Well, Ive said repeatedly I don't "kinda think" anything specific about Inno's motivations other than they are financial.
In case you need a better understanding of ad hominem attacks, here are a couple of examples:
swear you haven't read a word
Manufacturing a fault in another poster's comprehension of the discussion.
claiming that other players don't have to play the same way you do, when they do
Claiming without supporting evidence that alternate strategies (which work for lots of people, but don't support your idea) are invalid.
It appears that you can contradict yourself just fine without my help. *nods sagely
Twisting another poster's posts (not mine) which suggest multiple alternate strategies which can be successful, but which do not contradict each other, into a claim that they are somehow contradictory, while implying some elevated awareness on your part without supporting evidence.

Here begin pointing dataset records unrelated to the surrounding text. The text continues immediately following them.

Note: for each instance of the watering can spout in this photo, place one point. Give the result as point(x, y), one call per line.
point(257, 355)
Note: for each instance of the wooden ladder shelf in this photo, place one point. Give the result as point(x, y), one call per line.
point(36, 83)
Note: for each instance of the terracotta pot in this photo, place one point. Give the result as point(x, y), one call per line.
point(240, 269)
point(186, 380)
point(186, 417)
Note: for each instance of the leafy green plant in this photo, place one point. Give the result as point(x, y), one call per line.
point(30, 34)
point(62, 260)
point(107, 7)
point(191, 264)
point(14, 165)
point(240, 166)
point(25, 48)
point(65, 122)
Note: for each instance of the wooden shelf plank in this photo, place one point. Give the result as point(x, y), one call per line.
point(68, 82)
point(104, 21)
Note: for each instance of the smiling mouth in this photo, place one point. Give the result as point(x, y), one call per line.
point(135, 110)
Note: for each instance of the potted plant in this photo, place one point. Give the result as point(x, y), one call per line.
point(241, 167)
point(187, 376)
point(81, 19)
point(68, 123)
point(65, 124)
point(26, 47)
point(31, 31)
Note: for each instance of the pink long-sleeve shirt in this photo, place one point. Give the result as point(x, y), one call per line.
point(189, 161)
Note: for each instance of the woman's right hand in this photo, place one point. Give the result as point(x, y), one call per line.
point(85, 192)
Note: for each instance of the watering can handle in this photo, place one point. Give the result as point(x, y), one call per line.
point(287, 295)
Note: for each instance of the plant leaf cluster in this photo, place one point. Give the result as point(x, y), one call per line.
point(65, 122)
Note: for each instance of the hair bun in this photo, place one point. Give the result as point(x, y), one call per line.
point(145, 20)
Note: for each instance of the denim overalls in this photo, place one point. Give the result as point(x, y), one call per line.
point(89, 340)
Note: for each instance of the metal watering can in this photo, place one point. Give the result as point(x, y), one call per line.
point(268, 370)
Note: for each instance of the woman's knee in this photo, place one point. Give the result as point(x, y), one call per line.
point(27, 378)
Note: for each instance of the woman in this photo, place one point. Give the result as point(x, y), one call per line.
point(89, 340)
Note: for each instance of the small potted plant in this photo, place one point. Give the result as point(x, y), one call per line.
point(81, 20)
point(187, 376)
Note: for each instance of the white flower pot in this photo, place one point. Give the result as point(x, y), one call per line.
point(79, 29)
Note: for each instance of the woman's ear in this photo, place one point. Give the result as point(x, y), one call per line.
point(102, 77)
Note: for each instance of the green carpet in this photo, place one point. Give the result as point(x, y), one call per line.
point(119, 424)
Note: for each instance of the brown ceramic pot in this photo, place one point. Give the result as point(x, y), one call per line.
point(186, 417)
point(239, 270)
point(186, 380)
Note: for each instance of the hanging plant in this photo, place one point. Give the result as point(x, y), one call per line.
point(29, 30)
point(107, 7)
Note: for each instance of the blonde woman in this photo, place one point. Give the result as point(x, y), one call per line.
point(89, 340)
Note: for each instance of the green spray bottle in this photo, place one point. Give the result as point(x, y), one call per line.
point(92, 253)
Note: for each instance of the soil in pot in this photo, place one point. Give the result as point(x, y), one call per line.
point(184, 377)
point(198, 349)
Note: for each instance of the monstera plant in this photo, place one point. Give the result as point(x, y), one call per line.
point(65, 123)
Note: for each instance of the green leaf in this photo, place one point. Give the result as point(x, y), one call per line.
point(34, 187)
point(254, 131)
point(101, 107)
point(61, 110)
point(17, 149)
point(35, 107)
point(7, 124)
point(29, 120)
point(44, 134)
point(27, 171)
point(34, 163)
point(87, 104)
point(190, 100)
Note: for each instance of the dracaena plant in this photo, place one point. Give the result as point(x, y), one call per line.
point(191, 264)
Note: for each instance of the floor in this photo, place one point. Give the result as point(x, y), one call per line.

while the dissenters argue for supposed equity of balance, their main boast is how easy the current model is? Curious, that.
Turning other commenters' examples about why they disagree with your position into "boasts"
for the sake of a bit of shared reality
subtle attack on another commenter's (not mine) grasp of reality which belittled their argument.
but your strawman tactics are quite amusing
which you later acknowledge wasn't a strawman attack, but addressing your actual OP rather than a random tangent, and using it to imply that my points are laughable.
you have yet to posit your own theories to be scrutinize, merely attacking my own assumption by stating I am wrong
[despite the fact that you have previously read, liked, and/or commented on some of them in the past]
Oh wait, you kinda have, in the insistence that Inno is
As above, claiming I asserted something I never asserted in order to use that as evidence I am wrong.
Perhaps you'd care to throw out a third random accusation of fallacial reasoning to see if you can make this one stick?